Suzie’s story hit the headlines in the UK last year after she was tracked swimming straight to the British Virgin Islands and Anguilla, (also UK Overseas Territories), immediately after leaving the TCI on September 1st. After she left Anguilla, she went on to visit Barbuda, Martinique, Haiti, the Dominican Republic and the Bahamas.

 

She spent about two weeks in Barbuda’s coastal waters, longer than anywhere else on her journey. Her tracking data strongly suggested she nested on Barbuda’s Low Bay on the night of the 18th October, and beach surveys carried out a few days later revealed fresh green turtle tracks. Her last port of call was Great Inagua in the Bahamas, where she arrived on the 8th of January, and it was from there that she swam to TCI. On Sunday 23rd January she arrived offshore of North West Point in Providenciales and is now making her way along the TCIs’ northern coast back to her feeding grounds off East Caicos.

 

 It’s incredible!” said Amdeep Sanghera, Marine Conservation Society Project Officer, “It’s great to have Suzie back in the Turks and Caicos Islands safe and sound. Her journey passed through the territorial waters of eight different countries, and has shown us that these countries each have a responsibility for the conservation of their shared turtle resources.”

 

 

“Suzie’s journey has really surprised us. It is well known that green turtles can migrate thousands of kilometres from their feeding grounds to their nesting beaches. They usually lay several clutches of eggs during the nesting season, making these epic journeys worthwhile, but Suzie’s tracking data suggests she swam 6,000 kms around the Caribbean to lay just one clutch of eggs."

 

 

Suzie was tagged by the Turks and Caicos Islands Turtle Project after she was for the pot on the island of South Caicos at the end of June 2009. The Project is a collaborative initiative between the Department of Environment and Coastal Resources (DECR) and the School for Field Studies (SFS) in the TCI, and the Marine Conservation Society (MCS) and the University of Exeter in the UK. The team is carrying out research into the TCIs’ turtle populations and turtle fishery. With the satellite tagging they aim to provide insights into the range of the adult green and hawksbill turtles found in the TCIs’ waters.

 

“Suzie has become a local celebrity in TCI, especially here in South Caicos said Tommy Philips, Conservation Officer with the Department of Environment and Coastal Resources in TCI, “For the last few months we have displayed her latest tracking maps in public places around South Caicos and everyone keeps asking ‘Where’s Suzie at?! Seasoned turtle fishers have been amazed to learn that their turtles can travel so far, and some of them have started to think differently about the management of their fishery.’”

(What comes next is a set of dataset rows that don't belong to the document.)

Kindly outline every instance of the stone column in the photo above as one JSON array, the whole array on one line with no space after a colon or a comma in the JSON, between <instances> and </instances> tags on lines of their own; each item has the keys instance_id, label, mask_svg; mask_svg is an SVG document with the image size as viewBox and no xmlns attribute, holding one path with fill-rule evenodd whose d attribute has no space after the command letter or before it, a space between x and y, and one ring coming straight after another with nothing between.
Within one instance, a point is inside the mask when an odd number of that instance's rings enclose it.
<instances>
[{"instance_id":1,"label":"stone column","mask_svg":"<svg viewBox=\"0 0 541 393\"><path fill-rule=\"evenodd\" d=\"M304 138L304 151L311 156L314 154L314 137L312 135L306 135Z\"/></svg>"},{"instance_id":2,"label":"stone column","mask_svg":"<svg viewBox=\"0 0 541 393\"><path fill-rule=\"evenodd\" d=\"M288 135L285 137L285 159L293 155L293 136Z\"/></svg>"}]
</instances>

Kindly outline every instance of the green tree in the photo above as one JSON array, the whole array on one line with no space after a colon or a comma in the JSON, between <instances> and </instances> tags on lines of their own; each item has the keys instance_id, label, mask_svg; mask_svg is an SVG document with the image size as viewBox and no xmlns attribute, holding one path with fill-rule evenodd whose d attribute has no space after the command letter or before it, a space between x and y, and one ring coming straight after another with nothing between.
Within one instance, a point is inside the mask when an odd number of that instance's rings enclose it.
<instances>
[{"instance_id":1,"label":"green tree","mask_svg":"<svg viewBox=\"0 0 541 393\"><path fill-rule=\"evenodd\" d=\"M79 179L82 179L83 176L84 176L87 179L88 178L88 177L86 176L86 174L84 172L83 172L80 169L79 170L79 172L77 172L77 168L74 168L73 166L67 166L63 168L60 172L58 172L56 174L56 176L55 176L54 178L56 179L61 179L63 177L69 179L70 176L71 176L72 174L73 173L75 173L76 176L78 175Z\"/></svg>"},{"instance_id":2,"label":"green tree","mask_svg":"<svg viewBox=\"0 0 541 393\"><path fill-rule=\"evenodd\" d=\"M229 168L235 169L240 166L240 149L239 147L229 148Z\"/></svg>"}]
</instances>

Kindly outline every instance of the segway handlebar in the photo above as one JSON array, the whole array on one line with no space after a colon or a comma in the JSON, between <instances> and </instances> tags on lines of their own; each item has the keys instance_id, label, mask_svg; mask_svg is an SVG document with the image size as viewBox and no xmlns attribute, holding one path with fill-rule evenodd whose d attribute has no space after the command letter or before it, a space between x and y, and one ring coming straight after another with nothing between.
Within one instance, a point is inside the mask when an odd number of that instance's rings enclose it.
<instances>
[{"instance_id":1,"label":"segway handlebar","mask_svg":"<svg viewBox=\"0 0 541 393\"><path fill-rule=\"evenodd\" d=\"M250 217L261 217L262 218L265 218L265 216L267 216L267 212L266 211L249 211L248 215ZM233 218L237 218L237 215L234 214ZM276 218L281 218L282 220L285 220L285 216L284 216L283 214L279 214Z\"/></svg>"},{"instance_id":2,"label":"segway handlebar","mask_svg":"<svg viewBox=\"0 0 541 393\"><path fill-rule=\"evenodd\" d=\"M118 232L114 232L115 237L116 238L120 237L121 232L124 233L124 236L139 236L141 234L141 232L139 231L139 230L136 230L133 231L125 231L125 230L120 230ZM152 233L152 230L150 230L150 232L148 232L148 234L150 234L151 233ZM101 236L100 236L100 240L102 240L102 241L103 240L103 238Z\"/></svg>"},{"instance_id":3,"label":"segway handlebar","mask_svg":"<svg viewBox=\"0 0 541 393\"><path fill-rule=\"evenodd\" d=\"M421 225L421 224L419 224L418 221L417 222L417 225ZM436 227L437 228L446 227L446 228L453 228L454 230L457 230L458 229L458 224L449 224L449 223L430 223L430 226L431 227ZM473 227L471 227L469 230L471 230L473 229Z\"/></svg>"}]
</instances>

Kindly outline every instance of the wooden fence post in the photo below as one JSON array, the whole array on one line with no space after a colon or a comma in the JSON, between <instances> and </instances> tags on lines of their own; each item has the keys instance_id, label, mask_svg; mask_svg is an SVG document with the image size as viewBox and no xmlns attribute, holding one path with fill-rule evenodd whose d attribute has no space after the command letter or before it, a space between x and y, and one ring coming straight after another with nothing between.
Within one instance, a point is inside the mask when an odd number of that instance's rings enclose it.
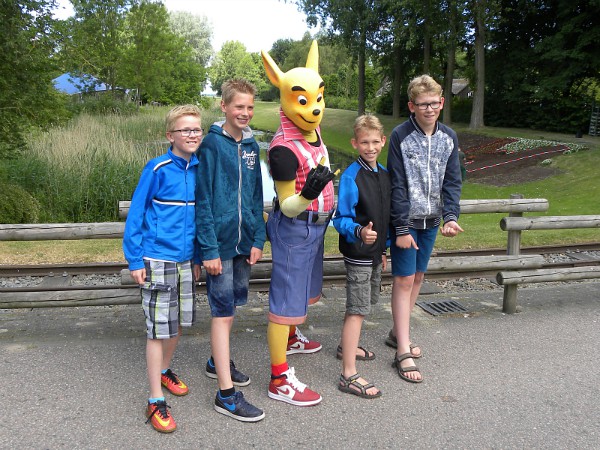
<instances>
[{"instance_id":1,"label":"wooden fence post","mask_svg":"<svg viewBox=\"0 0 600 450\"><path fill-rule=\"evenodd\" d=\"M511 199L523 198L522 194L511 194ZM509 217L523 217L522 212L509 213ZM508 232L506 253L508 255L521 254L521 230ZM517 284L504 286L504 296L502 299L502 311L506 314L517 312Z\"/></svg>"}]
</instances>

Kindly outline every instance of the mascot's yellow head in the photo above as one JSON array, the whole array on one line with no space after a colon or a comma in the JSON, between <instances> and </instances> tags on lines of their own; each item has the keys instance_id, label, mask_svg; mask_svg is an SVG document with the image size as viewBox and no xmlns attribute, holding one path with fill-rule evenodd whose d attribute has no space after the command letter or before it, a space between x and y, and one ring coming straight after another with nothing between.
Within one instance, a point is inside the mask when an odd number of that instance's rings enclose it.
<instances>
[{"instance_id":1,"label":"mascot's yellow head","mask_svg":"<svg viewBox=\"0 0 600 450\"><path fill-rule=\"evenodd\" d=\"M316 138L315 130L321 123L325 109L317 41L310 46L306 67L295 67L285 73L267 52L261 51L261 55L269 80L279 88L283 113L304 135Z\"/></svg>"}]
</instances>

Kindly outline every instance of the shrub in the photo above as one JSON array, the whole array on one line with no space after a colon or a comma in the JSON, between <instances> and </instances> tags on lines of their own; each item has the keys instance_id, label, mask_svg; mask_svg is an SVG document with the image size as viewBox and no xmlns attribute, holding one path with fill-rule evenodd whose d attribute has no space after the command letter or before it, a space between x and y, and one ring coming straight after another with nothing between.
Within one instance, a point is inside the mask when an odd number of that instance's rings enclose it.
<instances>
[{"instance_id":1,"label":"shrub","mask_svg":"<svg viewBox=\"0 0 600 450\"><path fill-rule=\"evenodd\" d=\"M471 122L471 109L473 109L472 98L454 97L452 99L452 122Z\"/></svg>"},{"instance_id":2,"label":"shrub","mask_svg":"<svg viewBox=\"0 0 600 450\"><path fill-rule=\"evenodd\" d=\"M0 223L36 223L40 204L20 186L0 181Z\"/></svg>"},{"instance_id":3,"label":"shrub","mask_svg":"<svg viewBox=\"0 0 600 450\"><path fill-rule=\"evenodd\" d=\"M325 97L325 105L328 108L347 109L349 111L356 111L358 109L358 99L329 95Z\"/></svg>"}]
</instances>

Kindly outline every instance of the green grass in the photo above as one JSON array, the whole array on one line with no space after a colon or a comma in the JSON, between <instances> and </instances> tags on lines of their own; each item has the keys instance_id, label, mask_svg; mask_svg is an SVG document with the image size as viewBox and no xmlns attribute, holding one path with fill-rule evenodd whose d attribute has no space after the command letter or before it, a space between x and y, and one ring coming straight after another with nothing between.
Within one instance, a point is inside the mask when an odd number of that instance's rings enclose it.
<instances>
[{"instance_id":1,"label":"green grass","mask_svg":"<svg viewBox=\"0 0 600 450\"><path fill-rule=\"evenodd\" d=\"M279 126L279 104L257 102L255 106L252 127L275 131ZM19 180L19 176L28 174L26 186L29 192L41 192L41 195L46 197L43 199L46 208L52 205L52 202L76 203L79 210L71 213L75 216L81 211L88 211L86 208L93 210L98 204L103 204L106 208L114 208L116 215L117 201L130 198L145 161L151 154L162 151L157 142L164 136L164 117L167 110L168 108L148 108L130 118L81 116L67 127L37 136L35 141L28 143L26 157L20 162L10 163L13 168L21 164L20 172L5 170L5 173L12 182L20 185L22 183L19 181L22 180ZM218 110L205 113L204 128L208 128L219 115ZM404 120L395 120L389 116L379 117L388 136L393 127ZM326 110L321 128L329 148L354 154L350 138L355 118L356 113L352 111ZM453 125L453 128L458 132L470 132L461 124ZM462 198L509 198L511 194L519 193L527 198L548 199L550 210L547 215L600 214L600 183L597 181L600 138L585 136L583 139L576 139L571 135L512 128L484 128L477 133L494 137L514 136L574 142L586 145L589 150L554 157L553 165L562 173L541 181L493 187L467 180ZM387 148L380 157L383 163L387 159L386 154ZM110 166L113 159L131 161L132 165L127 166L122 173ZM106 164L108 166L105 166ZM92 166L104 167L105 170ZM1 169L0 167L0 173ZM129 184L119 184L122 179L127 179ZM83 200L69 196L75 194L66 195L65 186L72 192L79 193ZM116 194L118 198L110 197L109 194L117 189L122 190ZM102 195L98 195L96 191L100 191ZM465 233L453 239L440 237L436 243L436 250L503 248L506 246L506 233L499 228L502 217L504 214L465 214L459 221ZM597 229L540 230L523 233L524 246L599 241L600 232ZM337 233L333 228L329 229L326 235L327 254L338 253L337 242ZM265 250L265 256L269 256L268 246ZM120 240L0 242L0 255L0 264L123 261Z\"/></svg>"},{"instance_id":2,"label":"green grass","mask_svg":"<svg viewBox=\"0 0 600 450\"><path fill-rule=\"evenodd\" d=\"M279 104L257 102L252 126L256 129L275 131L279 126ZM393 119L391 116L378 115L385 134L390 135L392 129L405 118ZM350 146L352 124L356 112L327 109L321 123L323 140L329 148L353 153ZM453 124L457 132L469 132L465 124ZM583 139L574 135L527 130L518 128L489 128L477 130L477 134L490 137L522 137L526 139L543 139L560 142L583 144L589 150L570 155L554 157L555 167L563 172L545 180L523 183L508 187L494 187L467 182L463 186L464 199L509 198L511 194L522 194L526 198L546 198L550 209L545 215L586 215L600 214L600 183L597 181L597 167L600 167L600 138L585 136ZM385 164L387 145L379 158ZM437 250L460 250L475 248L493 248L506 246L506 233L500 230L499 222L505 214L465 214L460 224L465 232L456 238L440 238L436 242ZM576 242L599 242L600 232L589 230L540 230L523 232L523 245L550 245ZM335 230L326 236L326 252L338 253Z\"/></svg>"}]
</instances>

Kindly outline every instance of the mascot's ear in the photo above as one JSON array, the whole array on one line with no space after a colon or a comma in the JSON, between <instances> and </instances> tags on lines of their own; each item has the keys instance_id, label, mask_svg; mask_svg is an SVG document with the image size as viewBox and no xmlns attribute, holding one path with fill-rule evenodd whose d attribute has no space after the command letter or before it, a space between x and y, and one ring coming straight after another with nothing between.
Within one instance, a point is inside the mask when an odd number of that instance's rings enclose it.
<instances>
[{"instance_id":1,"label":"mascot's ear","mask_svg":"<svg viewBox=\"0 0 600 450\"><path fill-rule=\"evenodd\" d=\"M319 46L317 41L313 41L308 51L308 58L306 58L306 67L319 73Z\"/></svg>"},{"instance_id":2,"label":"mascot's ear","mask_svg":"<svg viewBox=\"0 0 600 450\"><path fill-rule=\"evenodd\" d=\"M281 71L281 69L279 69L277 63L273 61L273 58L271 58L267 52L261 50L260 54L263 58L263 65L265 66L267 77L269 77L269 80L271 80L273 86L278 88L280 86L281 80L283 79L283 72Z\"/></svg>"}]
</instances>

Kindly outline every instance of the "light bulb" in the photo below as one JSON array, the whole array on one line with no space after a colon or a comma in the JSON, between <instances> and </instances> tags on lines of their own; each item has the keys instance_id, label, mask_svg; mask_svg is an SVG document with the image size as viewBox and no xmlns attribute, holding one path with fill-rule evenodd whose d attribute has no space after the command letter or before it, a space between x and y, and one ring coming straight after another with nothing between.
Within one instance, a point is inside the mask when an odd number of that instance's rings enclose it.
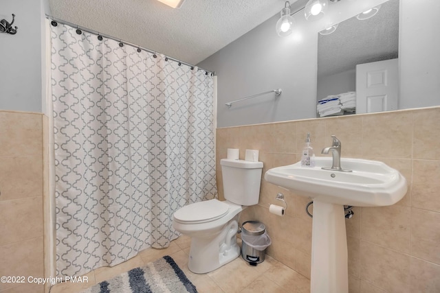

The Project team hope to keep up interest through four adult hawksbill turtles they have also satellite tagged with support from the People’s Trust for Endangered Species and the British Chelonia Group. One of these turtles, an adult female hawksbill named Jewel, laid her fifth clutch of eggs recently and may be about to embark on her own migration from TCI. The turtles can be tracked online at www.seaturtle.org/tracking/?project_id=398 Anyone encountering turtles fitted with satellite transmitters in TCIs’ waters are asked to please leave them alone and report their encounter to Project Officer Amdeep Sanghera on 649 332 8325.